Maybe it’s time for all of us to stop and think for a minute. Remember that neighbor or friend who always seems to have a newer car, bigger house, and cooler clothes? You’ve probably heard the joke that “He who dies with the most toys, wins.” Before you let yourself covet the things that he has, consider the fact that he probably financed it. Even though the car may be sitting in his garage, it’s really just borrowed until he pays for it.

Many of us spend so much time trying to keep up with the neighbors that we never stop to consider the fact that we may be envying someone who is actually a pretty bad money manager. Your neighbor may have a smile on his face as he’s surrounded by all of his “toys” but he may be torn up on the inside from the stress of being in debt.

As a credit counselor who has worked in an affluent suburb, I can tell you without a doubt that the more you make, the more you spend. While someone may bring home $10,000.00 per month, you never know by looking at him that he is spending $12,000.00.

If you find yourself overwhelmed with debt, here’s how to cope:

You are not alone

The first step in dealing with the stress of being in debt is to realize that you are not alone. While the amount you owe may seem overwhelming, it’s a pretty safe bet that all $750 billion in credit card debt does not belong to you alone. This should be a pretty good indication that many other people are exactly in the same situation.

You are not stupid

Credit card companies collected nearly $80 billion in fees and interest last year. Make no mistake: it’s big business. Just open a magazine, surf the Internet, turn on the TV or simply open your mailbox and chances are you will see an ad for a credit card. Everywhere we turn, Americans are being marketed for debt. If you were never taught strict money management discipline, it isn’t something that you naturally know how to do.

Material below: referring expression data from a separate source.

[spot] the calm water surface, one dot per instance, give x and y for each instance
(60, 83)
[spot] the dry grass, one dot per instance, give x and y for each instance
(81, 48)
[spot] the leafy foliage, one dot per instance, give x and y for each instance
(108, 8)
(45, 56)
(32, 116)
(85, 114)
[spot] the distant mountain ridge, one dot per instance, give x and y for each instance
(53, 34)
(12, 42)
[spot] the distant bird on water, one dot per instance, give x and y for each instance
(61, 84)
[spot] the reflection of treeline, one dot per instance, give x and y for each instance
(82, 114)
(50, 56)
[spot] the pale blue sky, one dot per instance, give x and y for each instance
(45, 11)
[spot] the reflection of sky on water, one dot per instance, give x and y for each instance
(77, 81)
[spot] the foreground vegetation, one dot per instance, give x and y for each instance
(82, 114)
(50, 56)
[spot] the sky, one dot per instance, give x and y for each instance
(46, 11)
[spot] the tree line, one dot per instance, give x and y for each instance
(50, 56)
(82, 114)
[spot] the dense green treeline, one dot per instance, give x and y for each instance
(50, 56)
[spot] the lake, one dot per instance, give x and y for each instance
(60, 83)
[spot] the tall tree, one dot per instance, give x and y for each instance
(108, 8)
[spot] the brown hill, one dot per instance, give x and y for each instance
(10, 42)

You may need help and that’s OK

Debt counseling agencies are also a multi-million dollar industry. That means that hundreds of thousands of people just like you get into debt every year and ask for help to get out. For help finding a reputable company, please click here.

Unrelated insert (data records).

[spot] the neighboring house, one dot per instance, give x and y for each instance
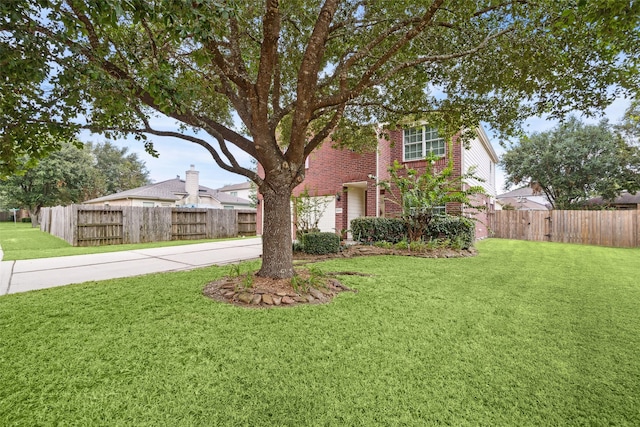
(243, 190)
(626, 201)
(524, 198)
(348, 182)
(174, 193)
(519, 204)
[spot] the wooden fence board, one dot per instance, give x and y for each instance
(603, 228)
(99, 225)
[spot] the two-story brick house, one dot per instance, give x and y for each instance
(348, 182)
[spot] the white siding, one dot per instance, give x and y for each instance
(327, 221)
(485, 167)
(355, 204)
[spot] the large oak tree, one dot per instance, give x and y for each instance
(297, 72)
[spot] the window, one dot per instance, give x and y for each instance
(421, 141)
(439, 210)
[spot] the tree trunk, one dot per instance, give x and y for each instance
(277, 251)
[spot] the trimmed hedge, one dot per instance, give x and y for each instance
(459, 230)
(320, 243)
(378, 229)
(455, 228)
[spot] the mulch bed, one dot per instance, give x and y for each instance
(264, 292)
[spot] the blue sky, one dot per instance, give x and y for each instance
(176, 155)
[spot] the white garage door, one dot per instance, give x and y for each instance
(328, 218)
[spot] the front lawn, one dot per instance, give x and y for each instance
(523, 334)
(21, 241)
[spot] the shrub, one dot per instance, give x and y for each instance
(377, 229)
(459, 230)
(320, 243)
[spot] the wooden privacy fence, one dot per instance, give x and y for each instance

You can learn from your mistakes

The most important thing you can do if you find yourself digging your way out of debt is to learn from your mistakes. There is certainly no shame in taking a college course to learn more about business or any other subject. Many community agencies, churches and credit counseling agencies offer free and low-cost money management classes. In these classes, you will learn sound money management advice and tips to avoid falling into the debt trap again.

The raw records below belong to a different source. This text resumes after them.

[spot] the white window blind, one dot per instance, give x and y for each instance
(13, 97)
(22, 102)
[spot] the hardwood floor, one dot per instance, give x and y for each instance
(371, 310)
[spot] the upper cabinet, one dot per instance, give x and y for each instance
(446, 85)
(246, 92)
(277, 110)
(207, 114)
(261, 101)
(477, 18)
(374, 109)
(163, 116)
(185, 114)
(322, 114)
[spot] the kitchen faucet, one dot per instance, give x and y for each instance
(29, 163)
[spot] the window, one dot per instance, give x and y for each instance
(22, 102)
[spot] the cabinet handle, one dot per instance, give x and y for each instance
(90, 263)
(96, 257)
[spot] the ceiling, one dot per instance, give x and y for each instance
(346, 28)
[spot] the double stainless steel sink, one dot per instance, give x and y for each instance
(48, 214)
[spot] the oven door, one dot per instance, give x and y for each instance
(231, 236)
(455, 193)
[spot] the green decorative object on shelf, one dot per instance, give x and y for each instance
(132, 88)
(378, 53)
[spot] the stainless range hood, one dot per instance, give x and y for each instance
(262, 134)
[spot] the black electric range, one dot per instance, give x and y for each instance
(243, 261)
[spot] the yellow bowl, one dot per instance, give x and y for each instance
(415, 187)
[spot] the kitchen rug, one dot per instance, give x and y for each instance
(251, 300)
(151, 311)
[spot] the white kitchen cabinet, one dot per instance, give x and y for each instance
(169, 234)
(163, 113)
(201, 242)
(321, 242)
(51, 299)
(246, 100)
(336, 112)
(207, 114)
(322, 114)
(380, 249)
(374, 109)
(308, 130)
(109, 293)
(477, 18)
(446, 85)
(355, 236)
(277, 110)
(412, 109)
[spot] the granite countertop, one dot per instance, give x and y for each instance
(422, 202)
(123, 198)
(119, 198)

Consider sharing your story with others

If you are fortunate enough to get yourself back on the road to financial health, consider sharing your story with others you know may be struggling financially. You can serve as an inspiration to others who may desperately need help.

Debt has traditionally been a taboo subject and that may never change. However, if we look at the statistics, millions of people are walking around with the burden of being in debt combined with the fact that it’s a problem they don’t feel comfortable talking about. If you are one of those suffering in silence, please know that it’s unnecessary. There are places you can turn and people who will help you without judging you. For all of us, we can learn never to judge other people and to work together as a community to solve this silent epidemic.